Ocurre que el Gobierno de Canarias no está en condiciones de garantizar el acceso a corto plazo a vivienda asequible en nuestras ciudades, pueblos y urbanizaciones colindantes a los establecimientos turísticos. Con la actual rigidez administrativa, es simplemente imposible, tan imposible como la paralización, previo pase por caja, de algunos proyectos turísticos emblemáticos puestos en cuestión por el movimiento ecologista, y no porque resulten escandalosos precisamente, sino porque resultan icónicos para la nomenclatura del “Canarias tiene un límite”, eslogan que entronca con esa visión decrecionista del modelo turístico. Así las cosas, son realmente pocos los objetivos conseguidos por la protesta del pasado 20 de abril, y esta ausencia de resultados sirve a su vez de combustible para una segunda intentona en otoño, que incide de nuevo en la saturación del destino, su bajo retorno social comparado con otras actividades y las interacciones negativas de todo tipo asignadas al turismo, con especial énfasis en el caso citado de la vivienda como lujo inaccesible para el bolsillo de los jóvenes y las clases medias del mundo moderno.

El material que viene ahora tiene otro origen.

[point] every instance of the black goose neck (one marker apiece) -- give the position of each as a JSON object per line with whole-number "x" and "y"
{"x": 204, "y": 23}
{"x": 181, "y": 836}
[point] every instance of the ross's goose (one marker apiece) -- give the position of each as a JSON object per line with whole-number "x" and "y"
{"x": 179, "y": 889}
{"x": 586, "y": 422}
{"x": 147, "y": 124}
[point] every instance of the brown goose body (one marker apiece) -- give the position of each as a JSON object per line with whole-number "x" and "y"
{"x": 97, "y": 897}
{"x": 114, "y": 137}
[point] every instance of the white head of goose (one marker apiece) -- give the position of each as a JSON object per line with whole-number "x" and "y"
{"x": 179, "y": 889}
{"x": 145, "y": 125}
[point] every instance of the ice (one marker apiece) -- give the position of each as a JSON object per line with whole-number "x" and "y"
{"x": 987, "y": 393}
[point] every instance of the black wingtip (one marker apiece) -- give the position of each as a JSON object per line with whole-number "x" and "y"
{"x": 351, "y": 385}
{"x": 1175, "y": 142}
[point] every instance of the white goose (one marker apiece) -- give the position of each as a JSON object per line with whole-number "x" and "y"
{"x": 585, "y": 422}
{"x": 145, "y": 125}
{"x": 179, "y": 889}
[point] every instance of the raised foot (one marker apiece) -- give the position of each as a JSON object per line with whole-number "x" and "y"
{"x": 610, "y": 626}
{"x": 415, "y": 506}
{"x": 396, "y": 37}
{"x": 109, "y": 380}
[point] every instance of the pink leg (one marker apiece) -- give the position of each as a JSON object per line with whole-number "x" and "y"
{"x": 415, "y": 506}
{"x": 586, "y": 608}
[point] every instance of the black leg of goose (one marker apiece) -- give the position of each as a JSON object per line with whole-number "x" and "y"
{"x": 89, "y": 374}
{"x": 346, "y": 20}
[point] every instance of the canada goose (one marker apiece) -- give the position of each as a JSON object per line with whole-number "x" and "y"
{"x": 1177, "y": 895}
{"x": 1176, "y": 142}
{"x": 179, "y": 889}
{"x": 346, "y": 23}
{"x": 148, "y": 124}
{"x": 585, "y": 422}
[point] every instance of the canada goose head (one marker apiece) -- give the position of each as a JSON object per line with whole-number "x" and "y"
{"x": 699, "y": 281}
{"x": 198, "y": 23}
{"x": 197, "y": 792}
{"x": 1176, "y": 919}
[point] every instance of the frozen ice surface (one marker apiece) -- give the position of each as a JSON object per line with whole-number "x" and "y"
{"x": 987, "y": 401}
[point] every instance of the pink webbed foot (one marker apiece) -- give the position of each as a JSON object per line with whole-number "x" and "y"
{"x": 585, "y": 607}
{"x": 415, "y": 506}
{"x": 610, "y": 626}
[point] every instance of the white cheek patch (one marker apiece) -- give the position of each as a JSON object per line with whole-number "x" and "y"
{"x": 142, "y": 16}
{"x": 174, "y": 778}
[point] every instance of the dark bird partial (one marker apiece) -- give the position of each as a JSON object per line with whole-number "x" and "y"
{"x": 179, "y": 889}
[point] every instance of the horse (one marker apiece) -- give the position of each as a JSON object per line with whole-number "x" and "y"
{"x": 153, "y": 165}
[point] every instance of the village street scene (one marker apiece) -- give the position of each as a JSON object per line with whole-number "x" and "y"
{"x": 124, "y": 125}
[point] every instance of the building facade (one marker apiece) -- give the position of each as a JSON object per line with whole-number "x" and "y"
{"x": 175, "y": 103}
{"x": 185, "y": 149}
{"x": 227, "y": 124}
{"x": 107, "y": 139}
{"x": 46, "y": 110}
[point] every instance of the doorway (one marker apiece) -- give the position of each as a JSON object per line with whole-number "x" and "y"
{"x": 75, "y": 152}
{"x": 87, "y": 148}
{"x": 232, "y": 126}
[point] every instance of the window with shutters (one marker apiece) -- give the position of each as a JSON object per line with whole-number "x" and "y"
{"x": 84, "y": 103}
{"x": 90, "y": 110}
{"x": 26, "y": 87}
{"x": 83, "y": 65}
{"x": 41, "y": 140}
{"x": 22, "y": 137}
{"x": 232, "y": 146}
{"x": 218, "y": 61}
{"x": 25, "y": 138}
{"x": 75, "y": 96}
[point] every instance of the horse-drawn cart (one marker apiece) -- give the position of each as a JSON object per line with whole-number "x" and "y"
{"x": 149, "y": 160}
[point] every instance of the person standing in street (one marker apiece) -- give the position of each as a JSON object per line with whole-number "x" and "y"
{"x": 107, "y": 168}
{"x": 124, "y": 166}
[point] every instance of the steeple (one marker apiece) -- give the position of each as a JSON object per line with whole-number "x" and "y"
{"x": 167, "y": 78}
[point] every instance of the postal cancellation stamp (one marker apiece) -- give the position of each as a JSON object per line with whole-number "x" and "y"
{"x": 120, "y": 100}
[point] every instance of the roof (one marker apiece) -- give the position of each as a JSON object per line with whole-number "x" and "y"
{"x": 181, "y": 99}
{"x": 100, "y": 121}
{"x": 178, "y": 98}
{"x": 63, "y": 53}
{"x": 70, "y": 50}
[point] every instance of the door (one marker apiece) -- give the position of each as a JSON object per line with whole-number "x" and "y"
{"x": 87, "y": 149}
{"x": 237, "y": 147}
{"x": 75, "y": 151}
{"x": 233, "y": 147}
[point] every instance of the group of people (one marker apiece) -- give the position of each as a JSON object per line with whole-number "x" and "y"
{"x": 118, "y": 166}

El Gobierno de Canarias no está en condiciones de garantizar el acceso a corto plazo a la vivienda
¿Qué novedad aporta la convocatoria del 20 de octubre? Poca cosa en realidad, pues el Gobierno canario ya ha dejado claro que no abordará la creación de un impuesto turístico que convierta al alojamiento en hecho imponible además del IGIC. Tras algunos fuegos de artificio, más salvas de fogueo que otra cosa, la realidad programática se abre paso y exhibe a una mayoría de gobierno claramente alérgica a la fiscalidad específica del turismo, una práctica que: a) difícilmente logra ingresos relevantes para la mejora del destino, el cambio del modelo o la activación de una política social robusta; y b) en modo alguno reduce la llegada de visitantes, en la medida que los turistas pagan de buen grado esos ligeros suplementos tributarios, en una especie de efecto bumerán que termina por limpiar la conciencia del turista y animarlo a viajar más. Es realmente paradójico: una medida cuyo gran activo conceptual es recordarnos que somos malos por ser turistas obtiene el efecto opuesto, pues pasaremos por buenos turistas por un módico precio.

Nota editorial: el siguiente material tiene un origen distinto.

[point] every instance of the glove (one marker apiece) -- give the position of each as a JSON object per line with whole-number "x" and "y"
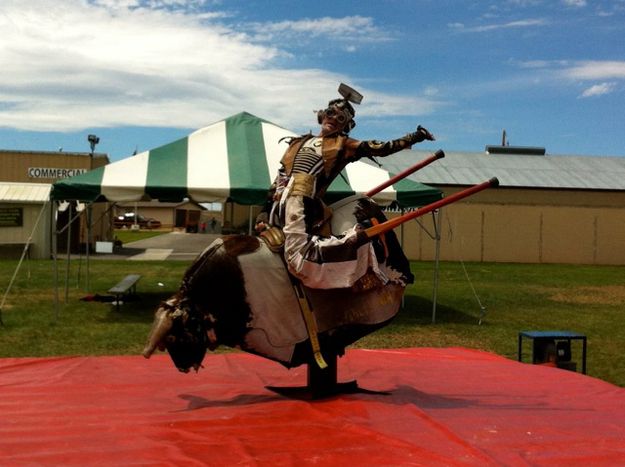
{"x": 422, "y": 134}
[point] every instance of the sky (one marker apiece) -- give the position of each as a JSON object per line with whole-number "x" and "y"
{"x": 142, "y": 73}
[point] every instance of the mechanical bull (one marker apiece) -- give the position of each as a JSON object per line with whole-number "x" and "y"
{"x": 238, "y": 293}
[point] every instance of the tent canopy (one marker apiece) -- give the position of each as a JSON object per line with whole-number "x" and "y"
{"x": 235, "y": 159}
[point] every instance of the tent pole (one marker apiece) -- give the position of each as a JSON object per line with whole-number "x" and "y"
{"x": 69, "y": 242}
{"x": 249, "y": 224}
{"x": 437, "y": 239}
{"x": 89, "y": 212}
{"x": 55, "y": 251}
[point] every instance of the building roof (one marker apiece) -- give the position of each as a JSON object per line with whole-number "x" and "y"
{"x": 514, "y": 170}
{"x": 24, "y": 192}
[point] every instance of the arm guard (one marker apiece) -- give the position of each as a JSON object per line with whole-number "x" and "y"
{"x": 385, "y": 148}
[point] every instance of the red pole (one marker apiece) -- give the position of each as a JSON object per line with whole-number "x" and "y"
{"x": 391, "y": 224}
{"x": 437, "y": 155}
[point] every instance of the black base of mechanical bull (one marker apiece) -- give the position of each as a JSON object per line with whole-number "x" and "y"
{"x": 238, "y": 293}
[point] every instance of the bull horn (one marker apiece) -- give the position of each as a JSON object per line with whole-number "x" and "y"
{"x": 162, "y": 324}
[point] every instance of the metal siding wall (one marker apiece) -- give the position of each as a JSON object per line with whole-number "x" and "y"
{"x": 527, "y": 226}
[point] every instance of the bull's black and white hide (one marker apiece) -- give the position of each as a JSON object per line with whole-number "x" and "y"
{"x": 238, "y": 293}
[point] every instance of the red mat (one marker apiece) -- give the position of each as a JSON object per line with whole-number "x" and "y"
{"x": 446, "y": 407}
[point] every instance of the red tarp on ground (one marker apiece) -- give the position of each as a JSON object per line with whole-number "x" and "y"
{"x": 446, "y": 407}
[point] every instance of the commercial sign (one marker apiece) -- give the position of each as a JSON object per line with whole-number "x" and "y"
{"x": 11, "y": 217}
{"x": 50, "y": 172}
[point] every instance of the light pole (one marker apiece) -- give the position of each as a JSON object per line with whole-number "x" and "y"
{"x": 93, "y": 140}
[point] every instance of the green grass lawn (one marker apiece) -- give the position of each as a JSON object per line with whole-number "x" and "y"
{"x": 585, "y": 299}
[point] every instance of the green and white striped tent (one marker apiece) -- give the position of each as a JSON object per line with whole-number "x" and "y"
{"x": 235, "y": 160}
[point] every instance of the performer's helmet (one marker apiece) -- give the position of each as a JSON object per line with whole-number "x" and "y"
{"x": 342, "y": 111}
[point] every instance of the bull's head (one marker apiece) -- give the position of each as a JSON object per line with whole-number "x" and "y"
{"x": 185, "y": 335}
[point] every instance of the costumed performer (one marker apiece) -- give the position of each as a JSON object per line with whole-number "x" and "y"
{"x": 294, "y": 204}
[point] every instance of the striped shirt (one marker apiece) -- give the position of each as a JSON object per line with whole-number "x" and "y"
{"x": 308, "y": 159}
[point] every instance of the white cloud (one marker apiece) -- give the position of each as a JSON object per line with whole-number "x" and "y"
{"x": 349, "y": 28}
{"x": 72, "y": 64}
{"x": 574, "y": 3}
{"x": 598, "y": 90}
{"x": 525, "y": 23}
{"x": 595, "y": 70}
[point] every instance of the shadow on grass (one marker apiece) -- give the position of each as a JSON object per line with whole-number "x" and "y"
{"x": 418, "y": 311}
{"x": 138, "y": 310}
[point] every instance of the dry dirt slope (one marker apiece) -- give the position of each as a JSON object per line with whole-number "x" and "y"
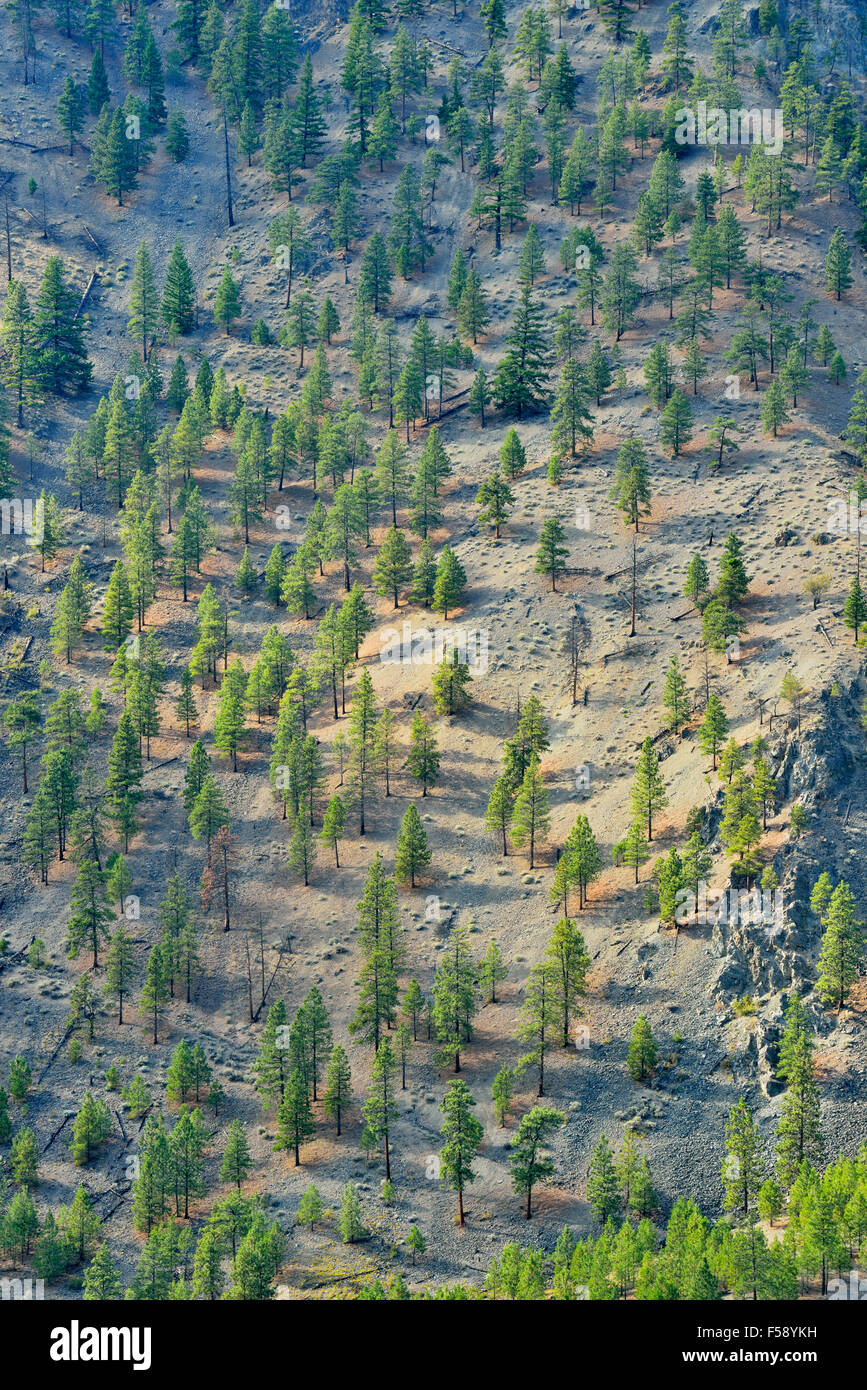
{"x": 709, "y": 1054}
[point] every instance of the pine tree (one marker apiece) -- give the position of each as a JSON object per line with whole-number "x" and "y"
{"x": 120, "y": 968}
{"x": 455, "y": 997}
{"x": 641, "y": 1058}
{"x": 350, "y": 1223}
{"x": 60, "y": 356}
{"x": 552, "y": 551}
{"x": 20, "y": 369}
{"x": 450, "y": 684}
{"x": 799, "y": 1137}
{"x": 103, "y": 1278}
{"x": 713, "y": 729}
{"x": 411, "y": 854}
{"x": 531, "y": 818}
{"x": 648, "y": 787}
{"x": 154, "y": 993}
{"x": 381, "y": 1107}
{"x": 855, "y": 608}
{"x": 603, "y": 1186}
{"x": 842, "y": 947}
{"x": 338, "y": 1086}
{"x": 675, "y": 697}
{"x": 744, "y": 1166}
{"x": 521, "y": 378}
{"x": 91, "y": 1129}
{"x": 178, "y": 303}
{"x": 423, "y": 758}
{"x": 227, "y": 302}
{"x": 461, "y": 1136}
{"x": 91, "y": 912}
{"x": 302, "y": 848}
{"x": 530, "y": 1161}
{"x": 393, "y": 565}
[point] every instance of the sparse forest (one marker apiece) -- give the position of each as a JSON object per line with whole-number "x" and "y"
{"x": 432, "y": 631}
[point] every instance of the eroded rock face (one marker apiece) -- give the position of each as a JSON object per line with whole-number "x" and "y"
{"x": 774, "y": 955}
{"x": 316, "y": 18}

En realidad, el debate sobre los límites del turismo en Canarias, cargado de vaguedades y extensión sobre otros campos de la gestión pública no siempre relacionados con la actividad recreativa-alojativa, solo ha tenido la virtud de plantear algunas reflexiones bastante obvias sobre el uso de los espacios naturales que son al mismo tiempo parte del atractivo de las Islas para el visitante local o foráneo. En este campo llegamos tarde, pero parece que llegamos por fin, con pasos temerosos, resultado de un esquema mental que durante décadas fue opuesto al actual, basado en el miedo a perder al turista europeo también seducido por la costa turca y las playas del ahora inestable Mar Rojo. Es que incluso en la geopolítica nos vienen bien dadas. Realmente va a ser complicado poner un límite al atractivo turístico de Canarias, al menos hasta que el calentamiento global nos enseñe una nueva realidad climática que, seguro, no nos va a gustar.